A practice transition is an extremely sensitive process that could be improved and supported by technologies. A sophisticated combination of both clinical and technology aspects in a dental practice management can drive a successful practice transition.
Imagine that you have successfully passed through your checklist which includes:
- Patients' records audit
- Business policies review
- Treatment planning review
- Billing and collections policies and procedures review
- Scheduling process review
- New patients' journey review
- Facility examination
- Treatment rooms check
- Lease documents audit
- Stuff analysis
Let's look closer at a new patient’s journey.
- How many new patients are coming in each month?
- What are the referral sources?
- What types of marketing are currently implemented, and what is their return on investment?
A range of digital tools used to acquire and retain dental patients could be an important success or a failure factor. If you don't have metrics, you can't know what should be improved.
I had an experience with a dental practice, there the only source of new patients was a front desk receptionist networking. She was making notes in a paper journal. During a practice transition, a new practice owner was supposed to only get this paper journal as a "clients' management system". There is no need to mention, that we recommended to integrate electronic patients' records, enter a patient's data as well as to integrate metrics before the beginning of a practice transition.
Another practice owner asked us "Why should I tell you how many new patients do we have each month?". Well, because if you are only generating new patients and you have a low patients' retention index, it's about a time to seriously rethink your approach. To see the real picture, a practice should implement data analytics tools helping to analyse a patient's structure, their referral sources, the most popular procedures and a patient's life cycle.
On the top of it, a practice should also pay a continuous attention on its marketing and an ROI (return on investment). You could be surprised with numbers, but, if you are tracking your new patients' sources as well as money invested to acquire them, you may completely revise your marketing approach.

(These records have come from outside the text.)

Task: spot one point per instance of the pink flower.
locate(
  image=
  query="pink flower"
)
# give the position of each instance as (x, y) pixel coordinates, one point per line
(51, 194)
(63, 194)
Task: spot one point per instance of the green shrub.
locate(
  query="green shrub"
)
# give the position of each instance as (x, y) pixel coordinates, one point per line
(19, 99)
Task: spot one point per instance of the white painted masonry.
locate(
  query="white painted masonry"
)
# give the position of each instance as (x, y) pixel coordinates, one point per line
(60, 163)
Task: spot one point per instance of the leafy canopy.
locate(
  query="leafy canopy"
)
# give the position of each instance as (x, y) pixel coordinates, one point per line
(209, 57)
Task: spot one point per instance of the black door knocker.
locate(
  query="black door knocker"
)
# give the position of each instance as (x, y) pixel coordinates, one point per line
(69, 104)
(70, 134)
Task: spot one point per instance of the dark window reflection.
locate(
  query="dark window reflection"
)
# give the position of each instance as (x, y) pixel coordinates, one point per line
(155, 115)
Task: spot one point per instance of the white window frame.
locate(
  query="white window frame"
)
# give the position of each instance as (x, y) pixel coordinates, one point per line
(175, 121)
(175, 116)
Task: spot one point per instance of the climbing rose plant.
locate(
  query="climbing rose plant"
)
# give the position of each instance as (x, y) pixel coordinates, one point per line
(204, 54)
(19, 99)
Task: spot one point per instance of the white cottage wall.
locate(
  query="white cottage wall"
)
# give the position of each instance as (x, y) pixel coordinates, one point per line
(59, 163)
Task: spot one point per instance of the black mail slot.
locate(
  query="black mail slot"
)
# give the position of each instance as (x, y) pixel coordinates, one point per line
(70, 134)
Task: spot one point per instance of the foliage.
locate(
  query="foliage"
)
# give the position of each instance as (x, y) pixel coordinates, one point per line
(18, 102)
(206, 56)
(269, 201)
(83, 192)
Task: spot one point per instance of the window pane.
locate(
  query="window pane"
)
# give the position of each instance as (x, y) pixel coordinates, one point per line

Some practices can realise that their best patients' source is an event marketing and that all the money they have been spending on other marketing tools brought them nothing. To clearly understand what source bring new patients, a practice should thoroughly collect data and analyse it on a regular basis.
A sophisticated implementation of technologies into a dental practice routine could help its owner to realistically estimate its value and to conduct an efficient practice transition.
An implementation of technologies enhances financial stability, develops business processes that create efficient workflows and makes a significant impact on a practice outcomes.
A successful practice transition partially relies on technologies integrated into a practice management. Developing an understanding of the importance of these technologies and their implementation makes selling a practice simpler and more profitable in the long run.